You can download the small distribution for Mercurial 0.9 (hg-fcgi-0.9.tar.gz). It has a FastCGI library written by someone else, the Python files to glue the Mercurial and FastCGI libraries together, and a simple rc script to launch the external web process. Instructions are for lighttpd… install the Python files somewhere, modify them to point to the Mercurial directory, run the rc script to start the daemon, and then add something similar to the following to your lighttpd config file:
fastcgi.server = ( ".fcgi" => ( "localhost" => ( "socket" => "/var/cache/fcgi/sites/hg.recoil.org/dirsock" )), ".hg" => ( "localhost" => ( "socket" => "/var/cache/fcgi/sites/hg.recoil.org/sock" )), )
Also add “index.fcgi” to index-file.names in the config file, and touch it in the vhost directory to create an empty file (this is to avoid getting a 404 error and instead pass it through to the FastCGI process). Similarly, touch a .hg file for every repository you want to serve. You could do this differently by passing through a URL prefix and modifying the Python appropriately, but I prefer finer control over what we’re serving.

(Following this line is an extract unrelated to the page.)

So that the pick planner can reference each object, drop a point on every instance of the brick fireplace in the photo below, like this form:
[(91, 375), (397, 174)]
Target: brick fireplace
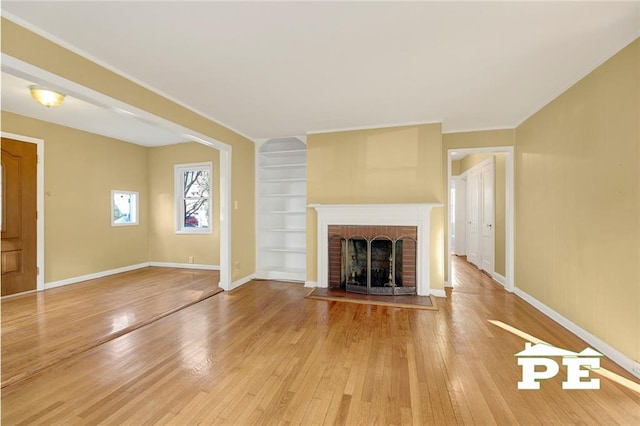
[(373, 259), (348, 229)]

Hope this is useful; I won’t bother submitting it back to the Mercurial list as it looks like the official hg repo has a different code layout; I’ll check it out later on when I have a bit more time and integrate properly.
I have no idea whether or not this will actually improve our stability, but it’s at least easier to move onto a different web-server now that everything is FastCGI. All I need now is an OpenBSD/php5-fastcgi port, which doesn’t seem to exist (yet).